Только Фёдор Крестьянинов, упёршись, закоснев и как бык перед новыми воротами, в колхоз не пошёл, заявив:

– Ноги моей в этом аду не бывать, а силком заставлять станут, только через мой труп!

Пробовал уговаривать его о вступлении в колхоз сын Алёша, отец резко отговаривался:

– Слыхивали мы эти детские сказки и видывали заманчивые приманки. Нет! Пускай стреляют, а в колхоз к басурманам не пойду! – твёрдо и категорично отказал Фёдор.

В кругу колеблющихся в отношении идти или не идти в колхоз, мужиков и баб, Фёдор словесно излагал свою философию:

– И зачем только правители насильно загоняют народ в колхоз, заманивая в него хорошей жизнью. Это получается, как мы в детстве старались принудительно загнать синичку в клетку, а она ни в какую не хотела в неё залетать, да и только. Мы ей и зёрнышек в клетку понасыпали, обещали кормить поить и в зимнюю стужу в избном тепле её содержать обещали, а она, глупая, не хотела жить в таких условиях и баста! Ей, видимо, свобода-то дороже всего на свете. Вот и я тоже не желаю под началом анафемов жить и вся недолга!
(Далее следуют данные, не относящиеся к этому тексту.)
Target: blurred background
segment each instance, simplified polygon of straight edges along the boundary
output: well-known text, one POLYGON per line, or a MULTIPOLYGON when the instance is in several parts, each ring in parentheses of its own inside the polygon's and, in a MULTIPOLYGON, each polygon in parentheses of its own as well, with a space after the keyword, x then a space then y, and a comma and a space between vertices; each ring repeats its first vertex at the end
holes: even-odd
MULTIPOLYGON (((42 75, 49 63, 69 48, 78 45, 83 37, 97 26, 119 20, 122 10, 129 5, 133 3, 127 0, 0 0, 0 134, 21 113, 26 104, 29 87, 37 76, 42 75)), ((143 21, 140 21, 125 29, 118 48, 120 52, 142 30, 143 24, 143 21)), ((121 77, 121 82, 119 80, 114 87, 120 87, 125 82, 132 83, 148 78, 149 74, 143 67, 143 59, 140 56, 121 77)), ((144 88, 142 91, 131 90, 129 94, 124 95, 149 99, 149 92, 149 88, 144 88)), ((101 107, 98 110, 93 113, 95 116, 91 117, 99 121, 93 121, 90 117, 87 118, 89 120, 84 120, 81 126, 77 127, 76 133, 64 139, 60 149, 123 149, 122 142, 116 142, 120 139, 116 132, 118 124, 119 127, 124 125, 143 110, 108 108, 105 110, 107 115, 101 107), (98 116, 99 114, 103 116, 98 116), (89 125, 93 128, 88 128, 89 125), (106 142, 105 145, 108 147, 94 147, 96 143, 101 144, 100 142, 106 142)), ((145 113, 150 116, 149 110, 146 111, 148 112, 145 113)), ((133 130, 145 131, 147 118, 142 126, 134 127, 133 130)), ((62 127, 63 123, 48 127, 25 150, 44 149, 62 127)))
После рассказа о вольной птичке он переходил на рассказ на свой лад, басни о мужике и медведе. И тихо, не торопясь, глаголил:

– Позавидовал медведь на мужика-крестьянина, что ему хоть и трудновато летом хлеб себе добывать, но зато он всю зиму сыт и живёт преспокойно. А ему, медведю, всю зиму приходится в холодной берлоге лежать и с голодухи лапу свою сосать. Пошёл медведь к мужику, чтоб договориться о совместной обработке земли, совместном севе и разделе урожая между собой поровну: – Я буду вместо лошади плуг за собой тянуть, силёнки у меня на это хватит, а ты будешь плугом управлять, ты – сеять, а я боронить! – пообязался медведь.

– Ладно! – говорит мужик, – согласен на такое условие. А чего ты, когда время придёт урожай делить, из урожая-то себе возьмёшь. Вершки или корешки? – спросил его мужик.
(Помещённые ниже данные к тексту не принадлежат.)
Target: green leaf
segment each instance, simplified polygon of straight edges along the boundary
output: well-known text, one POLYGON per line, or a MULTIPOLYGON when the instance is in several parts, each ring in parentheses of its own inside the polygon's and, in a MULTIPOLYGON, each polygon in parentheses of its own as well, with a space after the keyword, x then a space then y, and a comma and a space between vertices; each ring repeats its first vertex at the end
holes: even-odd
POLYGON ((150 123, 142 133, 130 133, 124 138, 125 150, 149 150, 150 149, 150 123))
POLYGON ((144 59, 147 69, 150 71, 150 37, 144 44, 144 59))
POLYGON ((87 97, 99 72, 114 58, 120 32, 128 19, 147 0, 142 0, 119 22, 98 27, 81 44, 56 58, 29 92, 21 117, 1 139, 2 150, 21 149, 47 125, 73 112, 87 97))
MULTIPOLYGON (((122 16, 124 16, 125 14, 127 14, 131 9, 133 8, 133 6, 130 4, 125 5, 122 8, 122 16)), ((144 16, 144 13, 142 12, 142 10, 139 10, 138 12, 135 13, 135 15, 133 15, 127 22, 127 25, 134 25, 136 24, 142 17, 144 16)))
Медведь говорит мужику: – Я себе возьму корешки, с ними хлопот меньше, они в земле находятся: вот я и буду ими всю зиму лакомится, а ты мужик, себе вершки, в случае, забирай! – Ладно, согласен.
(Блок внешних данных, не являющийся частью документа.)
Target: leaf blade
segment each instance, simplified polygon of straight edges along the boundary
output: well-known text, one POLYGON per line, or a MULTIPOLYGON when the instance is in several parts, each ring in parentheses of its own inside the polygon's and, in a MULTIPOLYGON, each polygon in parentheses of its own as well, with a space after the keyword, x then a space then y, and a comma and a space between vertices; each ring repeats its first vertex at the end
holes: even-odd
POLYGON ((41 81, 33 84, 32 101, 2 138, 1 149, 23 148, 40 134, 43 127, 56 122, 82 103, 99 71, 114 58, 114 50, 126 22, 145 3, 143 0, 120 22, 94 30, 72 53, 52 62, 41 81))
На том и порешили. – Для первости, давай посеем пшеницу, – предложил мужик. – Давай, я согласен, – проурчал медведь. Землю вспахали, посеяли заборонили. Пшеница взошла дружно: ровная, густая, как щётка. Выколосилась, отцвела, налилась, поспела. Настало время жать и урожай делить. Мужик сжал свои вершки и на ток снопы свёз, а медведю, по уговору, корешки жниву оставил в поле. Покопался, покопался медведь в пшеничных корешках, пососал землистые корни, и, не найдя в них ничего питательного, забрался в свою берлогу на всю зиму и стал по-прежнему с голоду лапу сосать. Сосёт лапу и думает: «Ну и здорово же надул меня мужик своими корешками. Ну, на следующий год я уж корешки-то ему оставлю, а себе вершки заберу!» К весне медведь снова выбрался из берлоги, и к мужику: – Ну, мужик, ты меня всё же здорово объегорил, своими корешками. Я всю зиму проголодовал. Теперь я поумнее стал и в этом году корешки не возьму, их тебе оставлю, а дай мне, на сей раз, вершки! – Ладно, – говорит мужик. – В этом году мы с тобой посеем для пробы репу, она посочней пшеницы-то и слаще! Да ещё и то сказать, пшеницу после пшеницы, по агрономии, сеять не рекомендуется. Земля истощится! – Давай сделаем по-твоему! – согласился медведь. Посеяли осенью, при разделе урожая мужик согласно уговору, забрал себе корешки, т.е. саму репу, а медведю оставил вершки: пожухлые листья, которые зимой на морозе замёрзли колом и оказались не по зубам медведю. Рассердился медведь на мужика, и в знак возмездия за обман решил у мужика скотину задрать. Выпустит мужик своих овец и телят в стадо, а медведь из-за кустов выскочит да их и цап-царап. С тех пор у мужика с медведем и дружба врозь. А вы разумейте, кто здесь мужик, а кто медведь.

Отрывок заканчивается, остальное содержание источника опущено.